# Vorsicht bei elektro-insel24.de



## nudlz41 (19 Mai 2012)

Wir haben am 9.5. dort eine Kamera bestellt, 496 EUR überwiesen und nie wieder etwas gehört, E Mails werden nicht beantwortet, Telefonnummer existiert nicht. Der Name des Beitzers steht zwar am Briefkasten(dies wurde durch einen Nachbarn bestätigt), allerdings nirgends ein Schild Elektroinsel24. Mahnungen werden ignoriert.Wir werden Strafanzeige erstatten.


----------



## jupp11 (19 Mai 2012)

Reducal schrieb:


> Wie heißt die korrekte Domain?


elektro*-*insel24.de ( mit Bindestrich )

>> http://www.cosmiq.de/qa/show/335175...rueger-von-Elektro-insel-24-ding-fest-machen/


----------



## Insider (19 Mai 2012)

nudlz41 schrieb:


> Wir werden Strafanzeige erstatten.


Sehen sie davon ab, eine Onlineanzeige zu erstatten, um sich Nachermittlungen bei ihnen selbst zu ersparen, da hierbei die erforderlichen Unterlagen nicht mitgeliefert werden und ihre Person nicht fest steht!


----------



## dvill (19 Mai 2012)

Siehe auch: http://www.computerbild.de/internet-abzocke/elektro-insel24.de


----------



## jupp11 (19 Mai 2012)

http://www.computerbild.de/internet-abzocke/elektro-insel24.de


> COMPUTER BILD-Abzock-Schutz
> Abzocke bei elektro-insel24.de
> Diese Seite lockt scheinbar mit günstigen Artikeln. Laut Meldern werden per Vorkasse bezahlte Artikel nicht versandt und das Geld nicht zurück erstattet. Die UsSt-ID im Impressum ist falsch oder gefälscht, der angebliche Betreiber aus dem Impressum hat weder in Sauerlach noch im Umkreis von 25 km einen Festnetzanschluss. Die Telefonnummer aus dem Impressum ist nicht gültig.
> Anbieter: S. S., Sauerlach
> Datum: 12.05.2012





dvill schrieb:


> Siehe auch: http://www.computerbild.de/internet-abzocke/elektro-insel24.de


hat sich überschnitten

Google  meldet reichlich Beschwerden
http://www.google.de/#hl=de&sclient....,cf.osb&fp=cbec1f40e5801be5&biw=1024&bih=581


----------



## Reducal (19 Mai 2012)

Nun, dann wäre erst einmal zu klären, auf wessen Konto die Zahlungen gingen.

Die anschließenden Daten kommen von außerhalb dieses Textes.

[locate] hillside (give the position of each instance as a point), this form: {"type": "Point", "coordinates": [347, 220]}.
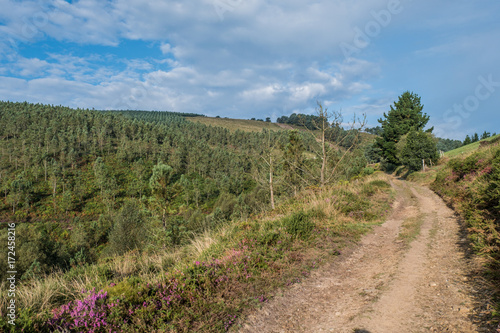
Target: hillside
{"type": "Point", "coordinates": [236, 124]}
{"type": "Point", "coordinates": [148, 211]}
{"type": "Point", "coordinates": [468, 179]}
{"type": "Point", "coordinates": [467, 149]}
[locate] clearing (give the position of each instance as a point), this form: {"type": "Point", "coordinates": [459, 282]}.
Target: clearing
{"type": "Point", "coordinates": [414, 273]}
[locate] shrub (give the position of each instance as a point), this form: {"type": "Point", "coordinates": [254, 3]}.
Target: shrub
{"type": "Point", "coordinates": [128, 232]}
{"type": "Point", "coordinates": [298, 224]}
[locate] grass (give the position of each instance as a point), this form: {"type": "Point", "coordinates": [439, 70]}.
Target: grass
{"type": "Point", "coordinates": [207, 285]}
{"type": "Point", "coordinates": [236, 124]}
{"type": "Point", "coordinates": [470, 148]}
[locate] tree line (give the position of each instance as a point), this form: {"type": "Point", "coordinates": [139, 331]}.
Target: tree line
{"type": "Point", "coordinates": [86, 184]}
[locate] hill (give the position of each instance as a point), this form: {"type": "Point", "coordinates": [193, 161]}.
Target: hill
{"type": "Point", "coordinates": [164, 222]}
{"type": "Point", "coordinates": [236, 124]}
{"type": "Point", "coordinates": [467, 149]}
{"type": "Point", "coordinates": [468, 179]}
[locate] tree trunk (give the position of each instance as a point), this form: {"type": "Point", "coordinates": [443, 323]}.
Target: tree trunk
{"type": "Point", "coordinates": [323, 163]}
{"type": "Point", "coordinates": [271, 182]}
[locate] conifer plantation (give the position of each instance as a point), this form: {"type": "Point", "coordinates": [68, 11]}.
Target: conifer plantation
{"type": "Point", "coordinates": [92, 191]}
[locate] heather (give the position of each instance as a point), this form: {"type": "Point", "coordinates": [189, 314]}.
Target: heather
{"type": "Point", "coordinates": [211, 283]}
{"type": "Point", "coordinates": [471, 185]}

> Bitte überweisen Sie den Betrag auf folgendes Konto unseres Steuerberaters.
> 
> Ramon Gerhard Bredendick
> Kto: 4641010116
> ...




> _Der Name dürfte wohl ein Pseudonym sein. Damit die Suchmaschinen diesen Thread hier finden, sollte der vollständige Name bitte hier genannt bleiben. Für etwaige Ansprüche aus der Verletzung von Persönlichkeitsrechten haben die Administratoren ausnahmsweise mein eingeschränktes Einverständnis meine Bürodaten weiter zu geben._


 
Die Bankleitzahl gehört zur Mittelbrandenburgische Sparkasse in Potsdam. Der Ganze Fall erinnert doch sehr an einen von vielen anderen Fakeshops. Wie so was enden kann liest man dann oft später in der Zeitung:


----------



## jupp11 (19 Mai 2012)

nudlz41 schrieb:


> Der Name des Beitzers steht zwar am Briefkasten(dies wurde durch einen Nachbarn bestätigt), allerdings nirgends ein Schild Elektroinsel24.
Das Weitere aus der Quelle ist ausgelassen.